Le poème est daté du 30 décembre 1919. Arrêté le 3 août 1921, Nikolaï Goumilev est peu après jugé et fusillé par la Tchéka. Heureusement pour nous (c’est-à-dire tous), son billet bien en poche. Sans doute, égaré dans un monde devenu insensé, avait-il, comme lui-même l’écrivait, « trop peine à respirer, là où vivre fait mal ». Il nous prouvait cependant que, même sans espérance, sous le bruit de pas lourds et insensés, on peut écrire.
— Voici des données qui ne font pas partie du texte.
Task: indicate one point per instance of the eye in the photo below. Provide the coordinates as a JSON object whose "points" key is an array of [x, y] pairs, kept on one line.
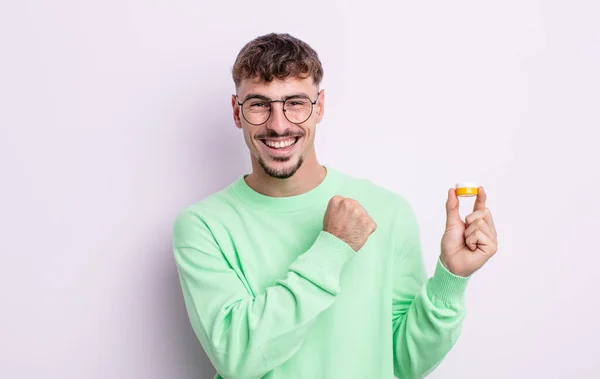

Il faudra attendre la Perestroïka et 1988 pour qu’en URSS l’œuvre de Goumilev réapparaisse dans la prestigieuse collection de la Bibliothèque du poète, en un volume de 632 pages. Ne sourions pas, mais balayons devant nos portes : il aura fallu attendre la fin de l’année 2025 pour qu’en français Nikolaï Goumilev quitte nos anthologies de la poésie russe et rejoigne enfin un volume digne de sa stature unique. Nul n’est coupable, sinon le temps. Et les choses seront toujours ainsi : avec des trains en retard. Sur n’importe quel quai, le bonheur sait attendre le temps qu’il faut. C’est son destin même. Et Le pilier de feu de Nikolaï Goumilev sert si bien de repère et de guide à nos voyages, pour leur part d’inconnu.